Previously I have touched on my summer research project on tendinopathy but today I thought I would share a bit of what I have done with you all, enjoy!
The driving force behind my research was due to the fact that soft tissue disorders represent the third most common musculoskeletal condition in the UK with 18 cases per 1000. These primarily affect tendons, accounting for 30% of all rheumatological consultations with a general practitioner. Causes are multifactorial but with an ever increasing number of professional athletes and also an ageing population whose tendons decrease in elasticity; there is an annual estimated cost to the NHS of £250 million. Though molecular pathophysiology of tendinopathy remains incompletely understood key inflammatory mediators such as proinflammatory cytokines are found to play a vital role.
The extracellular matrix molecule tenascin-C is highly expressed during embryonic development, in pathological situations such as chronic inflammation, cancer.
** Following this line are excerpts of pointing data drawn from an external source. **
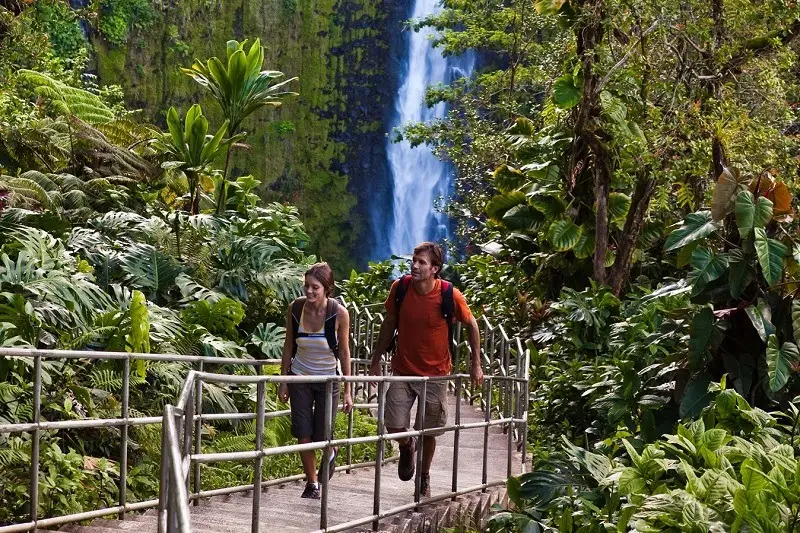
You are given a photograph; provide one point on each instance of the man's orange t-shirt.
(422, 339)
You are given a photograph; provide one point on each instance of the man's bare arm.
(474, 337)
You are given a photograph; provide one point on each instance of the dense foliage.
(114, 236)
(625, 183)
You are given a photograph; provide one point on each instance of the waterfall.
(418, 177)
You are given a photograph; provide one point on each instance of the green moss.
(110, 64)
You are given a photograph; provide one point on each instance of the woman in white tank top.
(321, 343)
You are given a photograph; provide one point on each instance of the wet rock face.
(372, 53)
(346, 54)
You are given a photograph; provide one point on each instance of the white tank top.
(313, 357)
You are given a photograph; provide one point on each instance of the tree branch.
(624, 59)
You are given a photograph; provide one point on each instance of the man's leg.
(309, 460)
(435, 417)
(428, 450)
(397, 418)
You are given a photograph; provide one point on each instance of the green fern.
(67, 100)
(109, 380)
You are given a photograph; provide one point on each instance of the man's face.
(422, 269)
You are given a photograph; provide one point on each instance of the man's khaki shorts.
(400, 399)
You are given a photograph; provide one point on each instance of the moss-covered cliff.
(306, 151)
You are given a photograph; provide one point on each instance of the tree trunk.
(634, 222)
(590, 152)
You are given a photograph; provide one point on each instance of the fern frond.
(68, 100)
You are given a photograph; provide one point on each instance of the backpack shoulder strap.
(402, 288)
(297, 312)
(448, 301)
(331, 312)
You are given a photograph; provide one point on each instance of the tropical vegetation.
(625, 201)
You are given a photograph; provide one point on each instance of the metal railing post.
(198, 431)
(163, 493)
(123, 451)
(526, 388)
(487, 417)
(421, 401)
(456, 435)
(260, 408)
(188, 427)
(510, 427)
(376, 500)
(323, 511)
(36, 438)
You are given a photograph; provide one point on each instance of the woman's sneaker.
(425, 485)
(311, 491)
(331, 464)
(405, 470)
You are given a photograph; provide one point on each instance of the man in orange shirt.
(422, 350)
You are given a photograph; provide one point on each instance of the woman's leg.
(309, 460)
(302, 404)
(319, 417)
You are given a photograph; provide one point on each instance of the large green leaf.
(695, 226)
(740, 274)
(700, 333)
(726, 190)
(770, 256)
(708, 266)
(696, 396)
(565, 93)
(760, 316)
(550, 206)
(780, 362)
(507, 178)
(564, 234)
(501, 203)
(750, 213)
(523, 217)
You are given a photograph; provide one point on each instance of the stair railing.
(177, 456)
(500, 355)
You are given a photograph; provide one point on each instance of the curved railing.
(504, 361)
(181, 451)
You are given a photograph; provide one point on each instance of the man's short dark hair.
(434, 251)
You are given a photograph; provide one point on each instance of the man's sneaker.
(331, 464)
(311, 491)
(425, 485)
(405, 470)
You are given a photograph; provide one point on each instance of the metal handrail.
(365, 324)
(171, 510)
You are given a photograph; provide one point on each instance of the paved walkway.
(351, 496)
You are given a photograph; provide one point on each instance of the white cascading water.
(418, 177)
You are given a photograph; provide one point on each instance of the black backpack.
(448, 308)
(331, 311)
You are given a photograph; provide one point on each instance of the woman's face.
(313, 289)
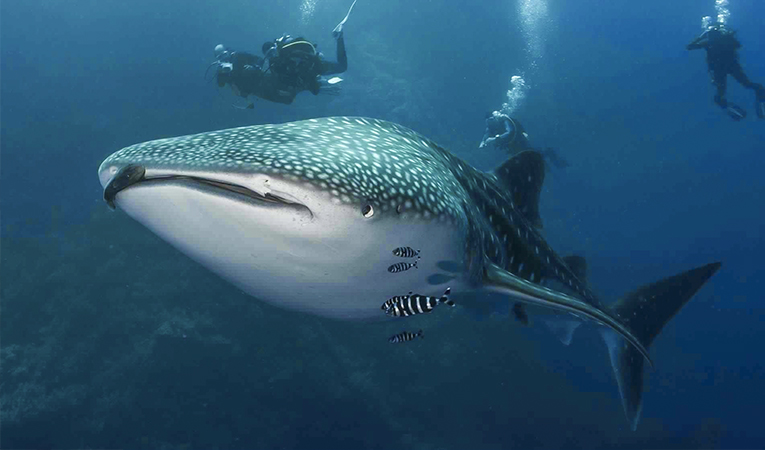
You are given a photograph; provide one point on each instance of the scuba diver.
(243, 71)
(722, 60)
(508, 134)
(505, 133)
(289, 65)
(297, 62)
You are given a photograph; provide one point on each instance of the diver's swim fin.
(338, 31)
(735, 112)
(759, 106)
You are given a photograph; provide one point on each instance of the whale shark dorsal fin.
(578, 265)
(522, 176)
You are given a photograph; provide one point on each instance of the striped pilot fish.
(406, 252)
(402, 266)
(405, 337)
(417, 304)
(393, 300)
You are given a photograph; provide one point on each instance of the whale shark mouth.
(134, 174)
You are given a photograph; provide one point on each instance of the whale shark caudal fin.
(645, 312)
(522, 176)
(578, 265)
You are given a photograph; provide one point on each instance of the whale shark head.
(304, 215)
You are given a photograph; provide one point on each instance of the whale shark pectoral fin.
(500, 280)
(522, 177)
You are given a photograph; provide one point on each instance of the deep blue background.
(661, 181)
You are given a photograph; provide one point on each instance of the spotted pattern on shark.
(319, 152)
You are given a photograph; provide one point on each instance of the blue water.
(112, 339)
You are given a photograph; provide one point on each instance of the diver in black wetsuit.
(722, 60)
(505, 133)
(288, 66)
(298, 63)
(243, 71)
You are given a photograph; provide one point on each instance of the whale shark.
(336, 216)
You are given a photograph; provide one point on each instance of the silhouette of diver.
(722, 60)
(507, 133)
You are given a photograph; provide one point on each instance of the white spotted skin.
(324, 257)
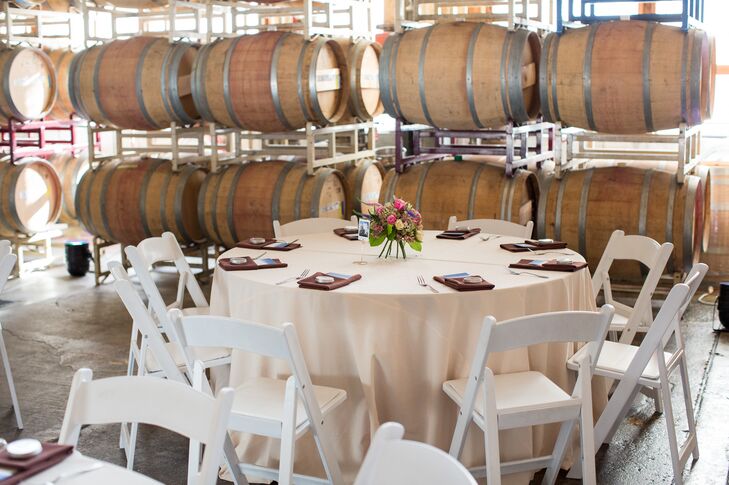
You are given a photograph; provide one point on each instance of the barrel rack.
(682, 145)
(688, 13)
(520, 145)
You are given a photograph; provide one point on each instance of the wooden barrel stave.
(627, 77)
(30, 196)
(467, 92)
(474, 191)
(293, 81)
(71, 169)
(154, 199)
(242, 200)
(584, 208)
(61, 59)
(28, 84)
(138, 83)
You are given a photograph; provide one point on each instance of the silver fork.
(526, 272)
(422, 282)
(74, 473)
(301, 276)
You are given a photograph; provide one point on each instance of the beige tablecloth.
(391, 343)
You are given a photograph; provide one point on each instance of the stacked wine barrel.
(465, 189)
(128, 201)
(30, 196)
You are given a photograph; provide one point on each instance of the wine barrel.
(70, 169)
(61, 59)
(701, 171)
(461, 75)
(364, 181)
(128, 201)
(717, 254)
(586, 206)
(28, 84)
(362, 76)
(627, 77)
(30, 196)
(243, 200)
(269, 82)
(467, 190)
(139, 83)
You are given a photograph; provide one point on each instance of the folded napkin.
(350, 234)
(339, 281)
(250, 264)
(456, 282)
(272, 244)
(458, 234)
(533, 245)
(52, 454)
(548, 265)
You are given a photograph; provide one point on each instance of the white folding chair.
(166, 249)
(7, 263)
(650, 365)
(312, 225)
(280, 409)
(522, 399)
(495, 226)
(158, 402)
(150, 354)
(392, 460)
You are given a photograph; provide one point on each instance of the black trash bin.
(77, 257)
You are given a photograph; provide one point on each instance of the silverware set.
(423, 283)
(519, 273)
(300, 277)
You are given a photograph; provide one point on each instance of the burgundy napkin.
(246, 243)
(458, 234)
(311, 283)
(459, 285)
(248, 265)
(350, 234)
(52, 454)
(515, 248)
(551, 265)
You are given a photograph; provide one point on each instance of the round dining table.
(390, 343)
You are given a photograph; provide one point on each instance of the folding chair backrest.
(571, 326)
(393, 461)
(153, 401)
(266, 340)
(495, 226)
(7, 263)
(311, 225)
(164, 249)
(148, 328)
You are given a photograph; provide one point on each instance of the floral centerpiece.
(396, 223)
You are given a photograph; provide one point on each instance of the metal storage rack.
(533, 14)
(682, 146)
(520, 145)
(689, 13)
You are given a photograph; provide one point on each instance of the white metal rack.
(533, 14)
(682, 145)
(37, 28)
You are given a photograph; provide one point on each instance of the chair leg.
(11, 382)
(689, 407)
(565, 431)
(671, 429)
(288, 434)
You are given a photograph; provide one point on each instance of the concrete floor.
(55, 324)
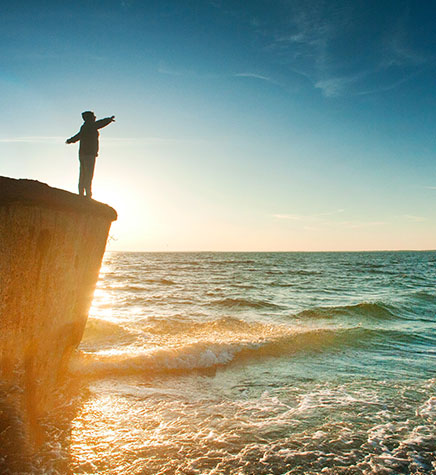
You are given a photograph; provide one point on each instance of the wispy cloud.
(34, 140)
(319, 221)
(261, 77)
(306, 38)
(415, 219)
(361, 224)
(308, 217)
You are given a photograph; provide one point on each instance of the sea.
(256, 363)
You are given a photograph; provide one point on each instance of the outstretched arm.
(103, 122)
(73, 139)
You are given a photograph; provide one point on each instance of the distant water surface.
(260, 363)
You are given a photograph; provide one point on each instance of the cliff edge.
(52, 243)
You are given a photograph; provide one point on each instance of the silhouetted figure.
(88, 150)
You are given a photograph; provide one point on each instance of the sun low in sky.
(262, 126)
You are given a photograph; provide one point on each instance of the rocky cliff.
(51, 243)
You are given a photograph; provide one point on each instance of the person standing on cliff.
(88, 149)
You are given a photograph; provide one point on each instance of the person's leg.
(90, 165)
(82, 175)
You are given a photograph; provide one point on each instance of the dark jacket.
(88, 136)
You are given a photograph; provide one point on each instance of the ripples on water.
(259, 363)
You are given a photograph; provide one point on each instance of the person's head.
(88, 116)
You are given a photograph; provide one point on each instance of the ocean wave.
(242, 302)
(210, 354)
(370, 310)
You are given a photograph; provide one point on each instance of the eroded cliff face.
(51, 243)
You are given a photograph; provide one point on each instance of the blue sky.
(262, 125)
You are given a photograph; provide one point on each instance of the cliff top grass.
(35, 193)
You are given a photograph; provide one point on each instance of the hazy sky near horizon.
(263, 125)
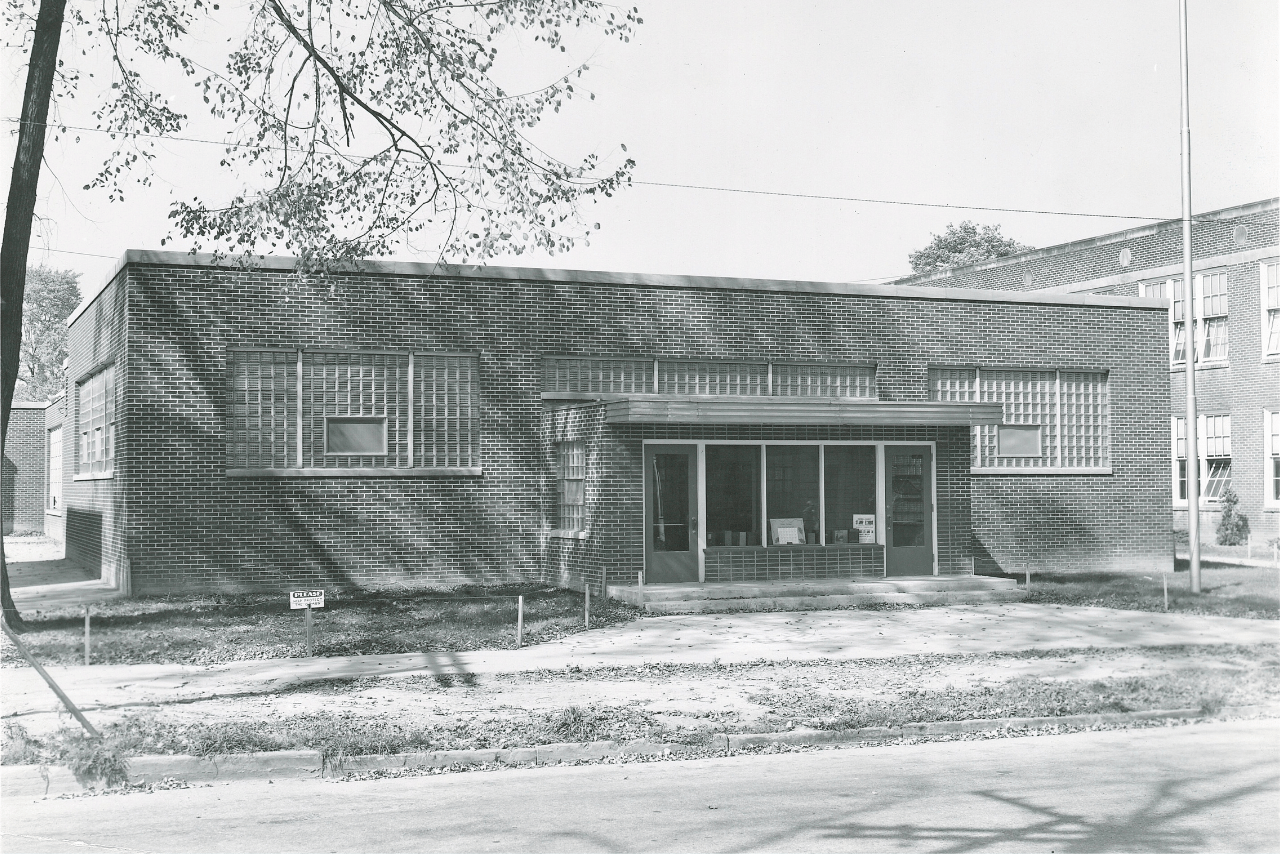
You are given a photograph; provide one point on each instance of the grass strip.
(211, 630)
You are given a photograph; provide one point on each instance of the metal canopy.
(661, 409)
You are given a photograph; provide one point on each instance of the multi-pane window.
(1214, 330)
(603, 375)
(1054, 419)
(320, 410)
(1271, 433)
(571, 478)
(1271, 309)
(1211, 336)
(96, 421)
(1214, 446)
(55, 467)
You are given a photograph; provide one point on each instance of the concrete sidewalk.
(676, 639)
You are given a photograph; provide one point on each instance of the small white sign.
(306, 598)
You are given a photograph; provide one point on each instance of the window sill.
(1043, 470)
(792, 546)
(1206, 365)
(357, 473)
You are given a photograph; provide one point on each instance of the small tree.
(1233, 529)
(50, 298)
(964, 243)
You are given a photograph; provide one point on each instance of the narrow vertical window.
(55, 467)
(95, 400)
(571, 476)
(1271, 309)
(1214, 330)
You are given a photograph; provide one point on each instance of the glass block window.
(824, 380)
(447, 423)
(571, 479)
(261, 409)
(96, 421)
(713, 378)
(1052, 418)
(1271, 309)
(1086, 420)
(600, 375)
(1214, 330)
(954, 384)
(1029, 398)
(1271, 433)
(339, 409)
(346, 392)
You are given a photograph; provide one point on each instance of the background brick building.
(1235, 254)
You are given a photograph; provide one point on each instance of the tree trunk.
(17, 228)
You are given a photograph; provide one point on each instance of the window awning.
(663, 409)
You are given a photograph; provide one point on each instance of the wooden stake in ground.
(67, 700)
(520, 621)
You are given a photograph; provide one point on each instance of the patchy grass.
(1225, 592)
(208, 630)
(332, 734)
(1023, 697)
(337, 733)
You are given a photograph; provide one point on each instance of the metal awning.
(671, 409)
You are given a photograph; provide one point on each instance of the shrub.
(1233, 529)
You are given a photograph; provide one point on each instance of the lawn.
(1226, 592)
(209, 630)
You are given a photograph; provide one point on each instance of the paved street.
(1206, 788)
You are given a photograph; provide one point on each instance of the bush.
(1233, 529)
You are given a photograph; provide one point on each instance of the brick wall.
(55, 517)
(22, 483)
(192, 526)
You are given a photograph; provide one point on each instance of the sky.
(1050, 106)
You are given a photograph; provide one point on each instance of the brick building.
(412, 424)
(22, 480)
(1235, 256)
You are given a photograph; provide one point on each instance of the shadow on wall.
(85, 539)
(8, 492)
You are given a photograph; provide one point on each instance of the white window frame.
(1202, 450)
(1265, 311)
(1270, 452)
(1165, 290)
(576, 531)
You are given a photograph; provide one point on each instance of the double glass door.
(786, 496)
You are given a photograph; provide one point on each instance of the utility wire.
(677, 186)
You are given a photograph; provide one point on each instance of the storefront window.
(734, 494)
(791, 493)
(849, 482)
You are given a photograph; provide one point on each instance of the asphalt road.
(1205, 788)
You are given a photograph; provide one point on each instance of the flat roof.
(547, 275)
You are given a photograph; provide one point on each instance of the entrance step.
(818, 594)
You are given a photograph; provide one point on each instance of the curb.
(21, 781)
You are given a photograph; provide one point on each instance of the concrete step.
(832, 601)
(816, 594)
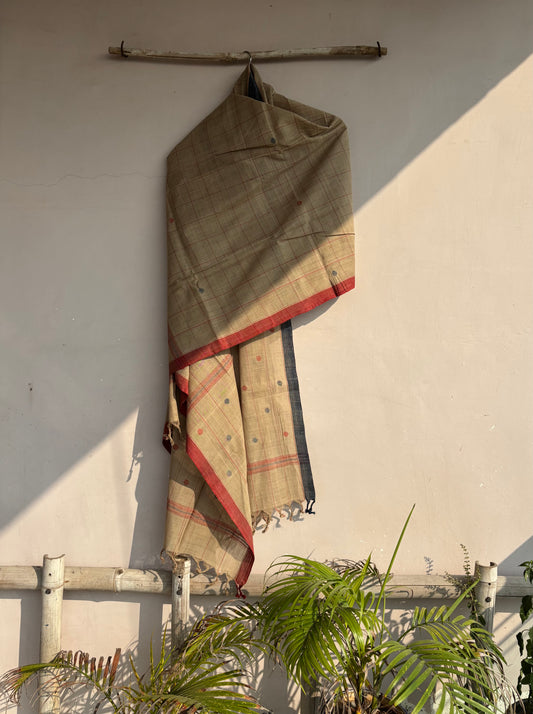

By this report it is found to be at significantly higher levels during diseased tendon tissue repair as compared to healthy tendons to carry out its role as an inflammatory mediator and induce inflammation in attempts to repair the diseased tendon. Tenascin-C prolongs inflammation at site of trauma and leads to further tendon damage. These results provide useful insight into the complex cross-regulation of inflammation and tissue remodelling mediated by tenascin-C.
Some background information
Tendons are a band of flexible fibrous connective tissue which connects muscle to bone. They are present in joints and largely inelastic to conserve energy whilst transmitting the contractile movement of muscle to move bone. Despite the frequent mention of tendinopathy, tendons are in fact extremely tough it is found that collagen fibrillogenesis begins as an assembly of collagen molecules in a series of extracellular compartments, progressing through post-depositional maturation leading to thicker and longer fibrils and ending in their coalescence in the final stages of fibre production.